The full size Chevrolet line from 1958 has been well represented here at Curbside Classics. We’ve had the Biscayne 3 door, the Business coupe, the Impala and the Impala convertible. Now I present to you a well restored and discreetly modded ’58 Delray. It’s very unlikely that many of these survive, as the Delray, which replaced the 150, was Chevrolet’s price-leader (*cough showroom bait cough*) and sold for $2101 in 1958 dollars. To put that in perspective, that’s $17,348 in today’s money. I imagine any reasonable trade or skilled haggling would have bought the final price down below the magic $1999 mark, making this car especially attractive for the frugal shopper. 79,500 of these were made, I wonder how many survive?

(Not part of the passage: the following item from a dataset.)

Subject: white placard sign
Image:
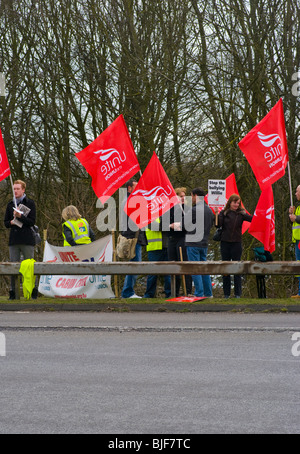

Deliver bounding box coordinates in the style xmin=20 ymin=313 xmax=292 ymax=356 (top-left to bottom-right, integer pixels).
xmin=208 ymin=180 xmax=226 ymax=208
xmin=38 ymin=235 xmax=115 ymax=299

Let’s look at the engine, shall we?
It’s a 350 backed up by a Powerglide. The owner said his grandmother bought the car new and it had very few options on it. It came with the 235 Blue Flame Six and Powerglide, which was a $188 option for those who didn’t want the three on the tree. An 3 speed overdrive manual was offered for $108, which would have made this a very efficient highway trip car if you also chose a numerically low rear end ratio. A Turboglide was available if you bought the 283 V-8. I asked about the air cleaner, and was told someone has started making reproductions of the steel Oldsmobile air cleaner. They’re available on Amazon for $106 plus shipping. It struck me as exceedingly cool and a nice change from that familiar aftermarket chrome one we’ve all had at one point. The pinstriping was done by a custom shop locally.
For 1958, Chevrolet models were redesigned longer, lower, and heavier than their 1957 predecessors. The first ever production Chevrolet big block V8, the 348 was now an option. Chevrolet’s design for the year fared better than other GM offerings, and lacked the overabundance of chrome found on Pontiacs, Oldsmobiles, Buicks and Cadillacs. Complementing Chevrolet’s front design was a broad grille and quad headlights that helped simulate a ‘Baby Cadillac’. Befitting its bottom-end status, the Delray had minimal interior and exterior trim and limited options. As such, this model was popular with fleet buyers such as police departments and businesses.
However, private customers could also buy a Delray if low price, economy and basic all-around transportation with the convenience of a full-size automobile were the primary goals. Compare the chrome on the side of the Delray to that of the Impala.
It’s cleaner and less busy to me and…classier.
I love the dash. I wish modern cars looked like this.
The front end still had the requisite chrome bumper and grill.
Comfy looking bench seat.
One last look at the script. Isn’t that so much better than the stick-on badges we get now?